Mr. Riker shrugged his shoulders with a modest grin. “I should not think the superiority was always on our side.”
“As far as I have had the opportunity of judging, Mr. Riker, it appears to me that your own style of speech is faultless, except in three areas.”
“And what are they?”
“A general deficiency of subject, a total inattention to sense, and a very frequent ignorance of grammar.”

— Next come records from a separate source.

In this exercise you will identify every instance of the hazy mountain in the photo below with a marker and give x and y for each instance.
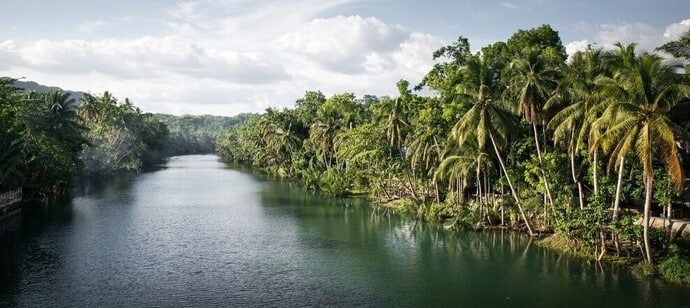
(30, 86)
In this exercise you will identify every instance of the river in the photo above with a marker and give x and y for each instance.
(197, 233)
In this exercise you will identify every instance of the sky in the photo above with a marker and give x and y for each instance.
(226, 57)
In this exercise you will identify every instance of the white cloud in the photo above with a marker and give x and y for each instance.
(508, 5)
(344, 44)
(647, 37)
(676, 30)
(149, 57)
(575, 46)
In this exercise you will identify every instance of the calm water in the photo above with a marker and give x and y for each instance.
(199, 234)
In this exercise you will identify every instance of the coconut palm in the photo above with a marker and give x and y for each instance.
(533, 79)
(578, 91)
(486, 121)
(637, 122)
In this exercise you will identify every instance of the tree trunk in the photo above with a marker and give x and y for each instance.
(645, 221)
(578, 184)
(510, 184)
(541, 164)
(596, 177)
(616, 203)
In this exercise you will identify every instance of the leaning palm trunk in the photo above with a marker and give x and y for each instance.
(645, 221)
(541, 166)
(619, 184)
(510, 184)
(595, 175)
(577, 182)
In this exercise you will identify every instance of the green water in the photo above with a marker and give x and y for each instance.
(197, 233)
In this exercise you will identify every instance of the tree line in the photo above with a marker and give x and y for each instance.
(516, 134)
(47, 140)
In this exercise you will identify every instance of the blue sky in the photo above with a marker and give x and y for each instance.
(230, 56)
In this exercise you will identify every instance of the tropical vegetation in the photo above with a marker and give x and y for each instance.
(586, 148)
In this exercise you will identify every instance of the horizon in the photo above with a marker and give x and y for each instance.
(234, 56)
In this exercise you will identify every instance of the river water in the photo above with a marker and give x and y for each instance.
(197, 233)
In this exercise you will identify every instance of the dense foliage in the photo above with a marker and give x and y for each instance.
(190, 134)
(516, 134)
(47, 139)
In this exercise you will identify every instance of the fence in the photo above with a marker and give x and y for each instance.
(11, 195)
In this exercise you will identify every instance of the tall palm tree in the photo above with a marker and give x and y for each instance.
(533, 80)
(486, 121)
(579, 92)
(637, 122)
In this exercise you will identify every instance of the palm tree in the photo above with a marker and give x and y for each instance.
(579, 91)
(533, 80)
(486, 121)
(637, 121)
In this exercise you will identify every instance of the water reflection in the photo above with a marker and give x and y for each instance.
(197, 233)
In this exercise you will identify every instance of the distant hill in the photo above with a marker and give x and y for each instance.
(30, 86)
(189, 134)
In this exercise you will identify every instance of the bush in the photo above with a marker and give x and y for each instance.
(676, 267)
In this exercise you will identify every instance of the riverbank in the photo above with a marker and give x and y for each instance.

“Upon my word! I need not have been afraid of disclaiming the compliment. You do not think too highly of me in that way. Very well, now that you are in a mood to tell me my flaws, do not hold yourself back: how do you feel about my appearance?” And his grin seemed to say that, whatever faults Mr. Data might find in his speech, in the matter of comeliness, even the most emotionless android must concede William Riker’s superiority.
“It is very clear to me,” said Data, gravely examining Mr. Riker’s face, upon which a beard had abruptly appeared the day before, “that I am but a poor judge of such quintessentially human matters. Else I might declare that your chin resembles nothing so much as a well-used breeding ground for tribbles.”
For earlier installments of Austen Trek (which NBC would have cancelled after season two, had they known of it), just click on the link below which says “austen trek”…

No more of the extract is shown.